Cumhuriyetin ilk elli yılı boyunca birbirini izleyen katliamlar ve siyasal haklara, dile, kültüre, kişi ve yer adlarına, giyim kuşama getirilen yasaklarla resmiyet dünyasından silinen Kuzey Kürtleri, 1980’lerde kırlarda başlayan isyanın ardından Kürt kimliğine kamusal alanda kültürel biçimler içinde yeniden yer açmayı başarmışlardı. Kürt varlığını kuşatan “mezar sessizliği” isyana ev sahipliği yapan Kürt kırlarında Newroz kutlamalarının canlanmasıyla yıkılmıştı.

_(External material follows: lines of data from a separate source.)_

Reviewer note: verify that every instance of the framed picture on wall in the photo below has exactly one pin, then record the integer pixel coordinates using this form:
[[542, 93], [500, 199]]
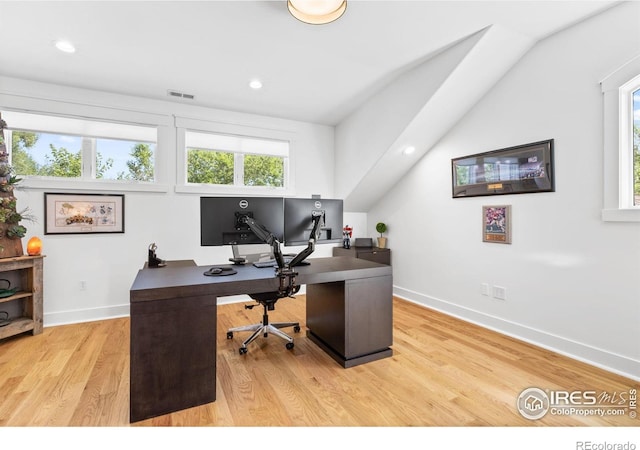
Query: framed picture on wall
[[496, 224], [522, 169], [83, 213]]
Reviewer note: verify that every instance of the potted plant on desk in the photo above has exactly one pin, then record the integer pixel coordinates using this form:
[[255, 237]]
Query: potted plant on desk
[[381, 228]]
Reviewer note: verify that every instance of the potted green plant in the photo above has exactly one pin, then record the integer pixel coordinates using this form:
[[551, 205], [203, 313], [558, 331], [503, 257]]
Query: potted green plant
[[381, 228]]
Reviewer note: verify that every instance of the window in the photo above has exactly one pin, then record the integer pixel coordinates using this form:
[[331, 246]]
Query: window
[[233, 158], [82, 149], [621, 92]]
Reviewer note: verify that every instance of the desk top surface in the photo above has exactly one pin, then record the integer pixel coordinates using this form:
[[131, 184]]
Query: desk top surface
[[184, 278]]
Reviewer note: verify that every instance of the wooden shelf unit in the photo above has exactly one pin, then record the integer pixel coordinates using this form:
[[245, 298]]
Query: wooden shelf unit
[[25, 306]]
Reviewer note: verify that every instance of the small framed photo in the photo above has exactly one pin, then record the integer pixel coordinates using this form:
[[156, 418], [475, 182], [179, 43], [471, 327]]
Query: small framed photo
[[496, 224], [83, 213]]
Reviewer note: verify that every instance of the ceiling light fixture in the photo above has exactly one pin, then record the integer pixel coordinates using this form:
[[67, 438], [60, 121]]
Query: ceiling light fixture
[[65, 46], [317, 12]]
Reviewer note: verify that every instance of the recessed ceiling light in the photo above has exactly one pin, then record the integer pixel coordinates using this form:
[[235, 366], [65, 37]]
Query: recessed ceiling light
[[409, 150], [65, 46]]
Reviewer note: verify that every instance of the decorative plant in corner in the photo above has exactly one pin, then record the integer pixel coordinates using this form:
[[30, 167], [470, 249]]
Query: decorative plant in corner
[[381, 228], [11, 232]]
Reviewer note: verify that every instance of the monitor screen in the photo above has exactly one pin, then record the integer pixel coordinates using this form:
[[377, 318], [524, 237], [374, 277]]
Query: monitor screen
[[298, 223], [220, 222]]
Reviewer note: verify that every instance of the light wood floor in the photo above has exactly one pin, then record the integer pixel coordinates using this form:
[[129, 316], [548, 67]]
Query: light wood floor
[[444, 372]]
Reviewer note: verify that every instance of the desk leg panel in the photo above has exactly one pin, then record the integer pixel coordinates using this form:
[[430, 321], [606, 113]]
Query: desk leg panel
[[173, 355], [352, 320]]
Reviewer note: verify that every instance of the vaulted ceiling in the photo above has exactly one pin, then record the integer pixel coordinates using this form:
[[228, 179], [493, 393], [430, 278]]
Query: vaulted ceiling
[[335, 74]]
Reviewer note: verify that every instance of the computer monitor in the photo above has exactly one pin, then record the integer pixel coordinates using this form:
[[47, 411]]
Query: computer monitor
[[220, 219], [298, 223]]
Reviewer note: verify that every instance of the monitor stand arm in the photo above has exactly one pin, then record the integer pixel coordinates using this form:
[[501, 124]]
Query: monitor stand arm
[[285, 272]]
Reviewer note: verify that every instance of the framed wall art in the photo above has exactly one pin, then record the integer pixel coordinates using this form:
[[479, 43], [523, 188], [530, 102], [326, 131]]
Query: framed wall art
[[83, 213], [522, 169], [496, 224]]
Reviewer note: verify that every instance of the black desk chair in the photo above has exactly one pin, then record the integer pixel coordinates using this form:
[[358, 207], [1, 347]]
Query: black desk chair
[[254, 253]]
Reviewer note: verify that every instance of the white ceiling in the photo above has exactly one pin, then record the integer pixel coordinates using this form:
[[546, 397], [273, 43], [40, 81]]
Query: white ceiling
[[212, 49]]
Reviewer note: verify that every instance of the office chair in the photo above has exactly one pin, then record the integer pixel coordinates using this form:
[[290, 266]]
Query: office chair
[[254, 253]]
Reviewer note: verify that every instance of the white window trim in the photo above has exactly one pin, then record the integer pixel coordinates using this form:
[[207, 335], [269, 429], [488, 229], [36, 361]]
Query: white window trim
[[184, 124], [618, 144], [163, 124]]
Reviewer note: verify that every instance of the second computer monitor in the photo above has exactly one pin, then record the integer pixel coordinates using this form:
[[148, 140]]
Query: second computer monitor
[[221, 224], [298, 220]]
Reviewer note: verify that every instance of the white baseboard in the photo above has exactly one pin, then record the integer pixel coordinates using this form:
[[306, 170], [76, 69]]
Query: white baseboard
[[608, 361], [114, 311], [85, 315]]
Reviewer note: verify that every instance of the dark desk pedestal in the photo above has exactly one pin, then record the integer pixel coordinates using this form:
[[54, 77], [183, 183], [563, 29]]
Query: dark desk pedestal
[[172, 367], [352, 320]]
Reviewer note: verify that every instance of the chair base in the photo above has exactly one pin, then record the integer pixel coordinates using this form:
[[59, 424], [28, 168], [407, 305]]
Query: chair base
[[265, 328]]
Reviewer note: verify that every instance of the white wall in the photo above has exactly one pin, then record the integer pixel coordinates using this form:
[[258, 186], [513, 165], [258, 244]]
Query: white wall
[[108, 263], [572, 280]]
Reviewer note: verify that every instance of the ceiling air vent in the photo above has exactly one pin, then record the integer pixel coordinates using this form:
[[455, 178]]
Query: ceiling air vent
[[171, 93]]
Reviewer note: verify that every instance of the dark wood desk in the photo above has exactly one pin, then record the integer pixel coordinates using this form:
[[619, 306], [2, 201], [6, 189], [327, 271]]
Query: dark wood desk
[[173, 324]]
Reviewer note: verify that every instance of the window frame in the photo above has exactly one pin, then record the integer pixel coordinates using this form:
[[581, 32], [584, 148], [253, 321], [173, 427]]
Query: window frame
[[185, 125], [161, 123], [618, 90]]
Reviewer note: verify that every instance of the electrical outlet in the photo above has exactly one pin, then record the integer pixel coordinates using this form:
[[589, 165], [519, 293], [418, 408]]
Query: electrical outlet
[[500, 292]]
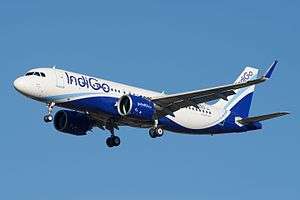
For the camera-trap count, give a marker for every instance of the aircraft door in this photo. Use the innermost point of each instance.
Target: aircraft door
(60, 79)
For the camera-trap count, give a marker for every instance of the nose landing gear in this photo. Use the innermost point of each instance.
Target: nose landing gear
(156, 132)
(49, 118)
(113, 140)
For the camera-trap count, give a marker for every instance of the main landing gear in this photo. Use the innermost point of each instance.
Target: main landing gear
(48, 118)
(156, 132)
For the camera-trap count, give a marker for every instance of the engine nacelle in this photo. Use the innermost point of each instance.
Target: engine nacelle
(136, 107)
(72, 122)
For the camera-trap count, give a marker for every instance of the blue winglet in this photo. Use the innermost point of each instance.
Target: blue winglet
(270, 70)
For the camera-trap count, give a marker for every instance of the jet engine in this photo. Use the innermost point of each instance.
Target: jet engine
(72, 122)
(136, 107)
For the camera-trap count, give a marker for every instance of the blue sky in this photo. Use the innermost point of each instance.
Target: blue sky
(170, 46)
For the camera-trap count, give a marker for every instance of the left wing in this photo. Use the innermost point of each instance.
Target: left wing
(168, 104)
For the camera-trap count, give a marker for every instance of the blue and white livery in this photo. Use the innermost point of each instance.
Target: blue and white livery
(90, 102)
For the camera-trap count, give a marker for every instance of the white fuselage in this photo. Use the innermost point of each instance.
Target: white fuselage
(60, 86)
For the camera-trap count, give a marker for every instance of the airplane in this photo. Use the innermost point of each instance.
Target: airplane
(89, 102)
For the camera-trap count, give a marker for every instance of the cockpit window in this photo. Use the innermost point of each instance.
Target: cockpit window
(36, 73)
(42, 74)
(29, 74)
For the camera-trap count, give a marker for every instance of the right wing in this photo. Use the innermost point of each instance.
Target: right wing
(259, 118)
(168, 104)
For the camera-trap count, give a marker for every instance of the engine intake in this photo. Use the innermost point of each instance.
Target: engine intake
(72, 122)
(136, 107)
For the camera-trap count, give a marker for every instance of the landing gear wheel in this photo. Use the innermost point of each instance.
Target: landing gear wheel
(152, 133)
(116, 141)
(109, 142)
(159, 132)
(48, 118)
(156, 132)
(113, 141)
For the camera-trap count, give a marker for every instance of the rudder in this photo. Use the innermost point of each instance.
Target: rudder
(240, 102)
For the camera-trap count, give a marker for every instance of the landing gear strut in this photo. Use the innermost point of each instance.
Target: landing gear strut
(113, 140)
(156, 132)
(49, 117)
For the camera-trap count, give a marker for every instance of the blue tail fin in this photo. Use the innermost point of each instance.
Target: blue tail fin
(240, 103)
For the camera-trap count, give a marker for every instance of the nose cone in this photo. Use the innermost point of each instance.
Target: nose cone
(20, 85)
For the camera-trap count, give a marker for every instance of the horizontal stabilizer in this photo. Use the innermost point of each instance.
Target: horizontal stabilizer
(259, 118)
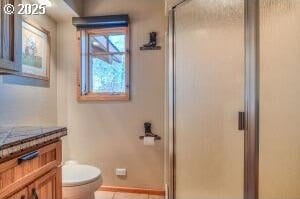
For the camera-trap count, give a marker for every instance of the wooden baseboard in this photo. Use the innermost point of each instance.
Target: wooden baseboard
(132, 190)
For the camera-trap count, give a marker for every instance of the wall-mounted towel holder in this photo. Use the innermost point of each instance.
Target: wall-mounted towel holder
(148, 132)
(152, 44)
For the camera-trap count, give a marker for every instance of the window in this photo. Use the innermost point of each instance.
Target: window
(104, 66)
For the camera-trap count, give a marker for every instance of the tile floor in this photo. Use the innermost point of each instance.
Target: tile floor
(117, 195)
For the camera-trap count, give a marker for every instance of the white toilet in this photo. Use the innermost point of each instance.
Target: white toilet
(80, 181)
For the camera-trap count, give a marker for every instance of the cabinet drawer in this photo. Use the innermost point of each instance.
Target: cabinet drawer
(23, 194)
(21, 171)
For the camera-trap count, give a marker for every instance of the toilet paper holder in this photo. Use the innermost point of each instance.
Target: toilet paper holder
(148, 132)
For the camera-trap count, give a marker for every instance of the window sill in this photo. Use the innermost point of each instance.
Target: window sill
(95, 97)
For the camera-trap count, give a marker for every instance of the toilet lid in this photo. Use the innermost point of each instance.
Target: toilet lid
(76, 174)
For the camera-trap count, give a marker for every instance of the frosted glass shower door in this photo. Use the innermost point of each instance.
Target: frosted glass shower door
(209, 93)
(279, 141)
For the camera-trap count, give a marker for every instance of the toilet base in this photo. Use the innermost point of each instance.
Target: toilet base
(86, 191)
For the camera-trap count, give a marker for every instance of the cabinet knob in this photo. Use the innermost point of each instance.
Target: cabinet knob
(34, 194)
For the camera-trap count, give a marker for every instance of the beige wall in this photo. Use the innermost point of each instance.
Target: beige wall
(30, 105)
(106, 134)
(279, 151)
(76, 5)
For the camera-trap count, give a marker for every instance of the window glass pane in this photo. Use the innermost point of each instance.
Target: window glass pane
(107, 44)
(98, 44)
(116, 43)
(108, 74)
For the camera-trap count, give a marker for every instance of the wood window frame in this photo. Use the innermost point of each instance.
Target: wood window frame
(83, 65)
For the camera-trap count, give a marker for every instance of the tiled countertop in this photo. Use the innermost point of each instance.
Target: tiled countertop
(14, 139)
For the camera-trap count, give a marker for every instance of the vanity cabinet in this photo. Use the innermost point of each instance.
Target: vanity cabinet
(23, 194)
(10, 39)
(44, 187)
(35, 174)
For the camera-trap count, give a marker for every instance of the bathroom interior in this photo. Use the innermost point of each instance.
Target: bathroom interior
(149, 99)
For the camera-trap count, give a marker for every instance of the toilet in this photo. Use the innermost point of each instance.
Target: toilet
(80, 181)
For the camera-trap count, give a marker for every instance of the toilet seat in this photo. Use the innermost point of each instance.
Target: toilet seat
(76, 175)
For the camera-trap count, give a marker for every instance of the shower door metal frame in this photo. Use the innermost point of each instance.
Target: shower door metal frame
(251, 137)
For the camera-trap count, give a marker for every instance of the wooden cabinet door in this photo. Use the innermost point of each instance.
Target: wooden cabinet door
(44, 187)
(10, 38)
(20, 195)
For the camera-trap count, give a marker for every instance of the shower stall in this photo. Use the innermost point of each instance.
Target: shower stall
(234, 99)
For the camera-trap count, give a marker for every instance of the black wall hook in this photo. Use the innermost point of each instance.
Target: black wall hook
(148, 132)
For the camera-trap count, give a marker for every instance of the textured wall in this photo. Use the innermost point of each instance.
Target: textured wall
(106, 134)
(30, 105)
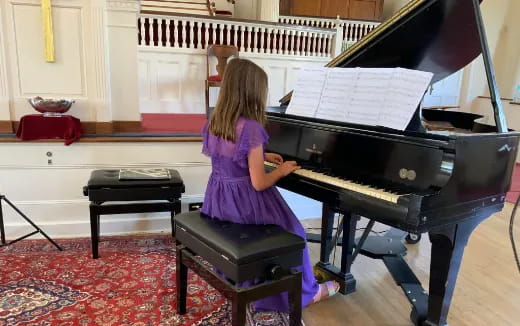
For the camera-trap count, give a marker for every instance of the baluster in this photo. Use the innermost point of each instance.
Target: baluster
(324, 44)
(169, 39)
(268, 47)
(297, 35)
(291, 37)
(182, 26)
(304, 42)
(311, 44)
(253, 39)
(173, 33)
(206, 35)
(235, 39)
(199, 35)
(214, 33)
(280, 50)
(161, 31)
(221, 33)
(283, 44)
(192, 34)
(141, 29)
(228, 41)
(242, 47)
(319, 44)
(329, 45)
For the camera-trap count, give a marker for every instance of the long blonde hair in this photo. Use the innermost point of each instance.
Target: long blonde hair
(243, 93)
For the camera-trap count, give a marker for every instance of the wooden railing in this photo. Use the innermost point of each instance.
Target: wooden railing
(351, 30)
(198, 32)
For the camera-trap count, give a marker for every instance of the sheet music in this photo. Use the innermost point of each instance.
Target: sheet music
(337, 94)
(406, 90)
(369, 96)
(307, 92)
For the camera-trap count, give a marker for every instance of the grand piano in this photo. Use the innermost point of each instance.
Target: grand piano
(421, 180)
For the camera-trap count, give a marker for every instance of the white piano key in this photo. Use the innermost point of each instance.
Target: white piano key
(346, 184)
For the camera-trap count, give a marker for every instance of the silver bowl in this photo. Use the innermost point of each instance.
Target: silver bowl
(50, 107)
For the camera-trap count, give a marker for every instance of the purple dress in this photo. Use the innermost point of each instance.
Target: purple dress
(230, 196)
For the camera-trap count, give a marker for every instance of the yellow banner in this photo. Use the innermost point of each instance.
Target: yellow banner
(48, 36)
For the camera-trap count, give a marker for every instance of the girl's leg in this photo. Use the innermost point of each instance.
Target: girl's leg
(310, 286)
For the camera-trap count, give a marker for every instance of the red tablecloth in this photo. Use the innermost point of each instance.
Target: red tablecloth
(36, 126)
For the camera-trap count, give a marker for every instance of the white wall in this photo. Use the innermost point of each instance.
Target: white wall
(246, 9)
(172, 80)
(502, 28)
(224, 5)
(51, 194)
(95, 48)
(390, 7)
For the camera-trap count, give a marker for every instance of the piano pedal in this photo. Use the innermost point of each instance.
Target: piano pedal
(320, 275)
(413, 238)
(377, 247)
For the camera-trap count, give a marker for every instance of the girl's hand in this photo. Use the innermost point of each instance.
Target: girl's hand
(288, 167)
(274, 158)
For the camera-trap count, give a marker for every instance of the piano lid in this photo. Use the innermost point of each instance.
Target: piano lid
(438, 36)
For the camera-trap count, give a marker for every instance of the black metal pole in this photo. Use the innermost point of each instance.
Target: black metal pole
(31, 222)
(2, 230)
(496, 101)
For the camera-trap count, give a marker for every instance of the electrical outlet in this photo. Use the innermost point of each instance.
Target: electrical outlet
(194, 206)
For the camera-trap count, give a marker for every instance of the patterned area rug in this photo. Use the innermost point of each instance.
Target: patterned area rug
(133, 283)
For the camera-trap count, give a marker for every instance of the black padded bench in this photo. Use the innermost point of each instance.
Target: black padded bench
(242, 253)
(104, 186)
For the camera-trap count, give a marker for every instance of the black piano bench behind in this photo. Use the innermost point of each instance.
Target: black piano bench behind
(241, 252)
(108, 195)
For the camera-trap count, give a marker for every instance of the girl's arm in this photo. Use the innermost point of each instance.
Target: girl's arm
(259, 178)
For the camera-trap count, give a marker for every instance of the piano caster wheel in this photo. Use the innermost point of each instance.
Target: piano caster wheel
(413, 238)
(320, 275)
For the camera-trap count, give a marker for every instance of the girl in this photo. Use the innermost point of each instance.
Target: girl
(239, 190)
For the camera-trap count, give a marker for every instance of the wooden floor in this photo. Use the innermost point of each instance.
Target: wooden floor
(487, 292)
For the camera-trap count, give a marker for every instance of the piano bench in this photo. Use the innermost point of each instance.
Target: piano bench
(108, 195)
(242, 253)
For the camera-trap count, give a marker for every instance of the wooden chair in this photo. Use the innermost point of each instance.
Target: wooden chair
(222, 53)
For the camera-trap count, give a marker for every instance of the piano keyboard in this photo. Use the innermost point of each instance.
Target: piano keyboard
(345, 184)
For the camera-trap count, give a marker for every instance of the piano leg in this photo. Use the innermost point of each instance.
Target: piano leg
(448, 245)
(324, 269)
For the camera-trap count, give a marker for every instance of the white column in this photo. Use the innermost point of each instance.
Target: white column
(121, 29)
(97, 64)
(268, 10)
(4, 82)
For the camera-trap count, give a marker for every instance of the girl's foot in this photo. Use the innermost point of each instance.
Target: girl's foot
(327, 290)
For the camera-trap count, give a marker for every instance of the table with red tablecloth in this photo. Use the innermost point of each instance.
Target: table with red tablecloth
(37, 126)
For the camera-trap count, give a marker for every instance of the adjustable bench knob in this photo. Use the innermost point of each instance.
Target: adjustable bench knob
(275, 272)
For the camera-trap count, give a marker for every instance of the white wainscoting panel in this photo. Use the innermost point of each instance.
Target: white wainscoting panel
(172, 80)
(52, 193)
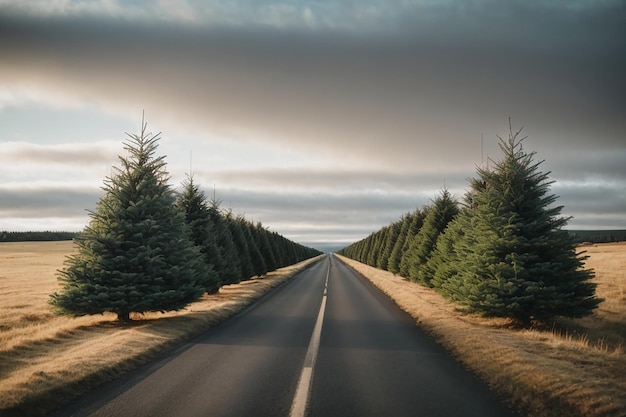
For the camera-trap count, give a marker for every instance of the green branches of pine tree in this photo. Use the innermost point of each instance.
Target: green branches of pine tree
(513, 259)
(136, 253)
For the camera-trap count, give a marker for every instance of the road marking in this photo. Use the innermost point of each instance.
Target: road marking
(298, 406)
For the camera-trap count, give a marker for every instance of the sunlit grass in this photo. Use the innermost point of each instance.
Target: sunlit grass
(47, 360)
(575, 367)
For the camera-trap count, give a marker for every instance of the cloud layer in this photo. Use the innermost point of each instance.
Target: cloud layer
(392, 97)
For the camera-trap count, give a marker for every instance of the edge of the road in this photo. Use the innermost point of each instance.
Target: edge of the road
(91, 399)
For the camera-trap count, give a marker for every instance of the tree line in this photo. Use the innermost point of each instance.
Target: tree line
(150, 248)
(501, 251)
(44, 236)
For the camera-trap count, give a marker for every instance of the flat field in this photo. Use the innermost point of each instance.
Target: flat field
(47, 360)
(576, 367)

1992 Cizre ve Nusaybin Newrozlarının vahşice bastırılarak çoğu kadın ve çocuk onlarca insanın katledilmesi, Kürtlerin genç kuşaklarının toplumsal imgeleminde, eski kuşaklarınsa hafızasında Dehak’ın yerini devletin alması için yetmiş de artmıştı. Kürt Sorununun 100 bine yaklaşan can kayıplarıyla Türkiye’deki son 30-40 yıllık serencamı içinde üç kuşaktan Kürtler, öz deneyimleriyle Kawa efsanesinin güncel gerçekliğin kendisinden başka bir şey anlatmadığına, güncel gerçekliğin ise efsanenin hakikatine şahitlik ettiğine kani oldular.
Şimdi Kürtlerin ödedikleri bunca bedelden, 1992 Nusaybin ve Cizre Newroz katliamlarından 30 yıl sonra kendi varlık ve kimlikleriyle Türkiye’nin bütün kentlerinde meydanlara çıktıkları 2022 Newrozu’nu, Kürt halkına komünal mirasının esinini güncel toplumsal mücadelelerin dersleriyle kararak yeni bir tarihsel misyon, genel Türkiye siyasetine de bir yeniden kuruluş doğrultusu kazandıran Öcalan’a atfetmeleri kendilerine ve mücadelelerine saygılarının gereğiydi.
Kürtler şimdi küllerinden yeniden doğuyor ve dünyanın bütün komünal güçlerine dünya tarihinin bilgisiyle kardıkları deneyimlerinden hareketle ortak bir anlatı zemini sunuyorlar. Bunun için kendi eşitlikçi gelenekleri ve toplumsal devrimlerin mirası dışında ne yerde ne gökte kimseye borçları var. 2022’de Newroz bu demek!